Puisque ce débat commence à se nouer à l'échelle française, voici un court et non exhaustif florilèges des raisons qui peuvent justifier d'appeler cette vague de chaleur "TotalEnergies n°2" (#TotalEnergies2 sur les réseaux sociaux) : 

  1. Parce que depuis la canicule Total Energies n°1, le PDG de TotalEnergies s'est rendu en jet privé aux Rencontres économiques d'Aix pour un débat sur le mix énergétique où il nous a demandé des efforts en matière de sobriété énergétique. Cet aller-retour Paris-Marseille en jet privé est sans doute anecdotique du point de vue des émissions mondiales de gaz à effet de serre mais tellement révélateur de ces élites qui continuent comme si de rien n'était et n'envisagent de baisse de consommation que pour les autres. Il y a deux semaines à peine, les PDG de TotalEnergies d'ENGIEgroup & d'EDF publiaient une tribune nous demandant de limiter notre consommation, alors qu'ils continuent, notamment les deux premières, d'investir dans les énergies fossiles
  2. Parce que TotalEnergies bénéficie du projet de loi #Pouvoirdachat qui l'autorise à installer un terminal gazier au Havre pour importer du gaz de schiste sans respect des règles environnementales
  3. Parce que TotalEnergies fait partie des 20 entreprises qui ont le plus contribué au réchauffement climatique depuis 1965
  4. Parce que TotalEnergies était au courant de l’impact "potentiellement catastrophique" de ses activités sur le climat dès 1971, et n'a cessé depuis de nier, fabriquer du doute et freiner les politiques climatiques
  5. Parce que TotalEnergies s'apprête à ouvrir l'équivalent de 18 centrales à charbon rien qu'avec les projets pétro-gaziers qu'elle a dans les cartons d'ici 2025, alors que l'AIE a montré qu'il ne fallait plus investir dans de nouveaux projets gaziers ou pétroliers
  6. Parce que TotalEnergies et son PDG Patrick Pouyanné viennent ainsi d'annoncer « un jour historique » pour qualifier leur engagement dans le plus grand projet de gaz naturel liquéfié du monde, au Qatar.
  7. Parce que TotalEnergies continue de consacrer, selon ses propres données, plus de 70% de ses investissements au pétrole et au gaz, alimentant le réchauffement climatique et les vagues de chaleur ;
  8. Parce que TotalEnergies profite de milliards d'euros d'aides publiques (aides COVID19, aides BCE, plans de relance, plan France2030, aide inflation) mais refuse de s'engager dans la reconversion de son appareil productif
  9. Parce que TotalEnergies refuse d'envisager de fermer ses infrastructures dans les énergies fossiles alors qu'une étude récente montre qu'il faudrait en fermer la moitié pour conserver une chance raisonnable de ne pas dépasser 1,5°C.
  10. Parce que TotalEnergies profite de l'envolé des prix de l'énergie pour amasser des profits, augmenter la rémunération de ses actionnaires plutôt que d'investir massivement dans la transition énergétique
  11. Parce que TotalEnergies veut construire le plus grand oléoduc chauffé au monde (1 443 km), qui menace de nombreuses réserves et aires protégées et les deux plus grandes réserves d’eau douce d’Afrique de l’Est, les lacs Victoria et Albert (projets Tilenga et EACOP).
  12. Parce que TotalEnergies refuse d'enclencher une politique climatique digne de ce nom et continue de tergiverser et remettre à plus tard sa reconversion industrielle et technique, préférant faire voter à ses actionnaires des plans de greenwashing.
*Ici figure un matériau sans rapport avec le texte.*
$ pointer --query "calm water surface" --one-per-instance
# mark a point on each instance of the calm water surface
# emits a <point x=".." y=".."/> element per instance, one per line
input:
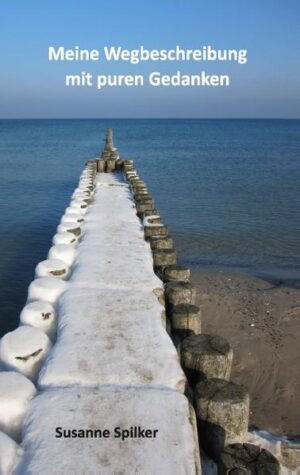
<point x="228" y="189"/>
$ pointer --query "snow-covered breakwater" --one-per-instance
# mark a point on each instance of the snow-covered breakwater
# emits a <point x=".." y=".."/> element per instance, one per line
<point x="110" y="316"/>
<point x="100" y="361"/>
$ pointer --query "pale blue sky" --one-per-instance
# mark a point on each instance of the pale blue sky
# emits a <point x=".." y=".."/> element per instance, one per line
<point x="267" y="86"/>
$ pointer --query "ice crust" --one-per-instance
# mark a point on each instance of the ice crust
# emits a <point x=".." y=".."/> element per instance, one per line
<point x="113" y="364"/>
<point x="41" y="315"/>
<point x="24" y="350"/>
<point x="172" y="452"/>
<point x="10" y="454"/>
<point x="16" y="392"/>
<point x="112" y="338"/>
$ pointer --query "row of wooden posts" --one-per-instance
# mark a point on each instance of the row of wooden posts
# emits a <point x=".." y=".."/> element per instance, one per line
<point x="221" y="406"/>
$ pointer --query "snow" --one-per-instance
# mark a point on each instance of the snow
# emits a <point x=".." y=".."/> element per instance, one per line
<point x="16" y="392"/>
<point x="113" y="364"/>
<point x="115" y="337"/>
<point x="65" y="238"/>
<point x="115" y="267"/>
<point x="24" y="350"/>
<point x="64" y="252"/>
<point x="72" y="217"/>
<point x="10" y="454"/>
<point x="69" y="227"/>
<point x="52" y="267"/>
<point x="174" y="450"/>
<point x="47" y="289"/>
<point x="41" y="315"/>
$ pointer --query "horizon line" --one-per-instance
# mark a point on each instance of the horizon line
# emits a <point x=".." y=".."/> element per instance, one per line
<point x="149" y="118"/>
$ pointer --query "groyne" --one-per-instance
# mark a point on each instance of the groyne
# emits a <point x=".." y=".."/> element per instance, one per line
<point x="110" y="347"/>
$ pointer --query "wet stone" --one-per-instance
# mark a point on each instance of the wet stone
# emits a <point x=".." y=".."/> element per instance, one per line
<point x="222" y="410"/>
<point x="177" y="273"/>
<point x="160" y="242"/>
<point x="247" y="459"/>
<point x="186" y="320"/>
<point x="206" y="356"/>
<point x="178" y="293"/>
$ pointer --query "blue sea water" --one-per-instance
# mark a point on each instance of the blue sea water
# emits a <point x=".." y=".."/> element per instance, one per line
<point x="228" y="190"/>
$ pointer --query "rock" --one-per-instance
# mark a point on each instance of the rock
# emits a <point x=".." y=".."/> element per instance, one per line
<point x="186" y="320"/>
<point x="222" y="409"/>
<point x="248" y="459"/>
<point x="175" y="273"/>
<point x="178" y="293"/>
<point x="206" y="356"/>
<point x="164" y="257"/>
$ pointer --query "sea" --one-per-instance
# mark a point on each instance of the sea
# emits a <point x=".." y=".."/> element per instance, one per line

(cette liste est non exhaustive)

Cette proposition nous semble la plus opérationnelle à court-terme. Y compris parce que cette proposition a été reprise au sein de l'hémicycle de l'Assemblée nationale par Julie Laernoes, député écologiste-NUPES. 
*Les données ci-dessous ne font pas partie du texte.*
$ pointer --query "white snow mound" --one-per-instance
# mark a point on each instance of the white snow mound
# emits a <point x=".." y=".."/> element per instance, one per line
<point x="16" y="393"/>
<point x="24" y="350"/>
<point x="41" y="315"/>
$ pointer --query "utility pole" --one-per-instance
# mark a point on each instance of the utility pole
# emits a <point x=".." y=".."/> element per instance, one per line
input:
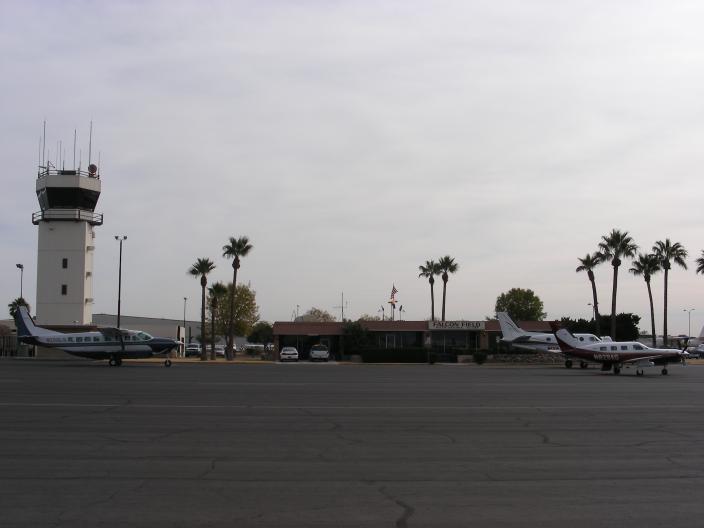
<point x="120" y="239"/>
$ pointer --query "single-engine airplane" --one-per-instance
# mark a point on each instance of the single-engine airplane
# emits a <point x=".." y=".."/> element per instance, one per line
<point x="113" y="344"/>
<point x="521" y="339"/>
<point x="617" y="354"/>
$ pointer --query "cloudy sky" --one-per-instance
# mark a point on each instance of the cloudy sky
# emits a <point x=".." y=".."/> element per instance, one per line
<point x="353" y="140"/>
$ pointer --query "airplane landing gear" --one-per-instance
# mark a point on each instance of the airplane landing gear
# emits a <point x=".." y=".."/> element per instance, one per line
<point x="115" y="361"/>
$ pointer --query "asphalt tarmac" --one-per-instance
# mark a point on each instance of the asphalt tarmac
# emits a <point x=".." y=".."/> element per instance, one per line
<point x="83" y="444"/>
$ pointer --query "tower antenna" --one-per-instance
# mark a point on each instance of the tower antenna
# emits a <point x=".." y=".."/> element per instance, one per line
<point x="44" y="146"/>
<point x="90" y="141"/>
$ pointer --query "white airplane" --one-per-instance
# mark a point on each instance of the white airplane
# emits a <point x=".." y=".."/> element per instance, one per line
<point x="113" y="344"/>
<point x="618" y="354"/>
<point x="537" y="341"/>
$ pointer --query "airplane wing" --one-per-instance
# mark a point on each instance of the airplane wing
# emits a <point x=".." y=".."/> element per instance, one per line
<point x="645" y="358"/>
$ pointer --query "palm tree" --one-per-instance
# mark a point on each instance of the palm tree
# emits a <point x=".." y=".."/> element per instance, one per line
<point x="588" y="263"/>
<point x="700" y="263"/>
<point x="447" y="265"/>
<point x="646" y="266"/>
<point x="429" y="270"/>
<point x="15" y="305"/>
<point x="216" y="291"/>
<point x="201" y="268"/>
<point x="613" y="247"/>
<point x="666" y="251"/>
<point x="238" y="247"/>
Puisque cette vague de chaleur intense devrait durer plusieurs jours, nous avons le temps d'installer cette idée et de marquer les esprits. Si cela fonctionne, nul doute que nous trouverons l'énergie, le temps et les moyens, avec toutes les autres bonnes volontés pour installer un processus plus participatif pour nommer les prochains phénomènes climatiques extrêmes auxquels nous allons nécessairement devoir faire face. 

A nous toutes et tous de jouer. 

A vite

Maxime Combes, économiste et auteur de Sortons de l'âge des fossiles ! Manifeste pour la transition (Seuil, 2015) et co-auteur de « Un pognon de dingue mais pour qui ? L’argent magique de la pandémie » (Seuil, 2022).